Joy of Man’s Desiring deals with blue-collar work, and with the machines that seem to dominate, and define the workplace. Indeed, the film begins with a series of trance inducing zooms in on machines that seem to rule the entire work environment. Were you introducing them as the controlling personalities?
Not being familiar with those environments, I decided to start the film with the most spectacular and fascinating point of entry: the machines and their primitive sounds. I felt the need to look at things like a four year-old would. For the first three minutes I let myself, and the viewer be amazed by the power, strength and perfection of those machines. I wanted to put the audience in a hypnotic mode right away.

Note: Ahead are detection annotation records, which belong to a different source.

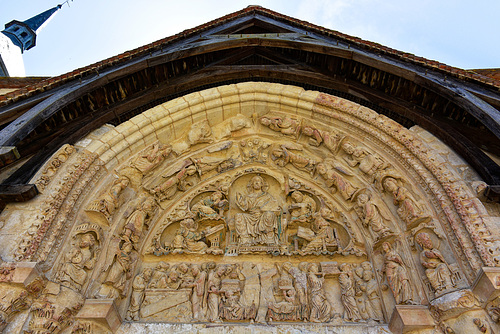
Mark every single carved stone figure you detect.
[207,265,225,322]
[240,138,270,162]
[383,177,430,227]
[299,206,338,254]
[171,218,208,254]
[260,114,300,137]
[361,262,384,322]
[191,264,207,321]
[316,159,359,201]
[355,193,391,242]
[382,242,414,304]
[172,120,214,155]
[342,141,390,176]
[96,242,133,298]
[126,268,153,321]
[150,165,197,201]
[415,232,455,294]
[234,175,281,245]
[57,232,97,290]
[302,125,345,154]
[271,144,317,176]
[307,263,333,322]
[191,190,229,218]
[122,198,156,248]
[86,176,129,220]
[148,261,170,289]
[130,141,172,175]
[339,263,361,321]
[288,190,316,223]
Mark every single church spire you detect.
[2,5,62,52]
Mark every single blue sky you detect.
[0,0,500,76]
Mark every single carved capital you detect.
[76,299,122,333]
[389,305,435,334]
[472,267,500,303]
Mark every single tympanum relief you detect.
[4,83,488,332]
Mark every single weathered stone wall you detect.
[0,83,500,333]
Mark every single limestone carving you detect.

As you said in another interview, you were struck by “the terrifying idea that we all have to work and eventually find serenity, rest, a sense of accomplishment.” While it’s true enough that we all – or most of us – have to work, do you think that everyone finds “serenity, rest, [and] a sense of accomplishment”? For most people in factory jobs, it seems like a continual struggle just to keep up with the machine.
I do think we can find a personal sense of realization and/or accomplishment in any type of work. It’s really easy to think that machines are evil and kill human feelings, free will and ambition. I had those preconceptions myself before entering those environments, but you would be surprised to know how many people told me they consciously look for a repetitive job all day long. They told me those are the best jobs, because you don’t have to think all day long. Nighttime is for family matters and problems! Who am I to judge such thinking? I knew my film would not be frontally political, activist or judgmental and had to be more of a hypnotic journey.”